There's a bit of a trap in doing this though: when it's clear that time is of the essence, the corner that tends to get cut first is testing, and that's a killer. Untested bugfixes are anathema to on-time delivery of software, so make sure your team understands that the estimates they put on the bug need to include time for testing as well as time for development.

SCM Integration

So this is something I started doing fairly recently. We started needing to manage multiple versions of the codebase simoultaneously. That meant integrating bugfixes between branches, and that meant we started losing track of what issues were fixed on what branches. The solution I came up with was to ask everyone to put a specially formatted string in the commit log that noted the bug number that was resolved in that commit. The version control system will keep track of the code that gets integrated between branches, and carries the commit messages with it. That means getting a reliable list of bugs fixed in any given version is as simple as enumerating the changesets integrated into that branch, searching for the magic string that identifies the bug numbers and looking up the details in your bug-tracker. We use Jira for bug-tracking and Perforce for version control. With those tools at my disposal, I was able to construct a Python script to generate accurate changelogs for any release branch of the code in about an hour.

This has a multitude of benefits, but mostly it means that everyone is on the same page with regard to what is fixed in what version. That helps QA, it helps your beta-testers, and it gives you some confidence about what's fixed where.

Conclusion

Your bug-tracker is the primary conduit for communication between developers and the next layer of management. If you use it properly, it can be a communication tool for other functions in your company: it can give a reliable reading on the status of a list of requested features to your products guys, and it can feed your QA guys with reliable data about the delta between revisions that they test. But most importantly, keep it lean and mean, otherwise you'll never keep your project on track.

May 30, 2007

Defect-free Code

The other day I found a webpage that I thought was worth sharing, which presents a set of practices you can follow to deliver defect-free software. I'm going to leave aside in-depth discussions of exactly what "defect-free" means right now, but as you may have guessed, I started researching the topic in the interests of improving the code-quality of my own team's product. I've also been thinking about the topic independently (indeed, that line of research is what led me to the page), so I'm writing this down to hopefully impart some new ideas, gather some new ones from you, and ultimately improve what everyone's doing. Basically what we're interested in is writing code that meets the standards of:

  • Our penn-testers
  • Ourselves
  • Our QA department

More or less in that order. As an aside, our penn-testers have far and away the hardest standards to meet -- they do the things we don't think about, and they do the things we hope no-one thinks about. We've learned a couple of valuable lessons from them, but I'll get back to that later.

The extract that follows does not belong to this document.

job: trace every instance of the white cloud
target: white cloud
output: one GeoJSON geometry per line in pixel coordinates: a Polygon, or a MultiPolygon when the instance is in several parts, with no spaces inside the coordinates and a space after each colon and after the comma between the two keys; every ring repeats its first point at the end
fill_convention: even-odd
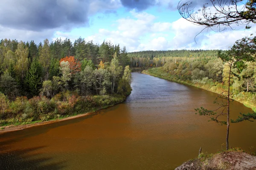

I found the page particularly curious because all the literature I've read thus far (and my own experience) has said, more or less, "software is really, really, really hard, so you'll get it wrong. Here's some strategies for mitigating the damage you'll cause"; the idea that you could skip that whole "make bugs, find bugs, fix bugs" step in the software development process is pretty appealing, nay, seductive. The "find bugs, fix bugs" part is the absolute bane of my existence as a program manager, because it makes every schedule I write meaningless and that's not good for anyone. I'm persuaded enough by it that I've put some of those ideas in place as policies inside my team at work to see how they go.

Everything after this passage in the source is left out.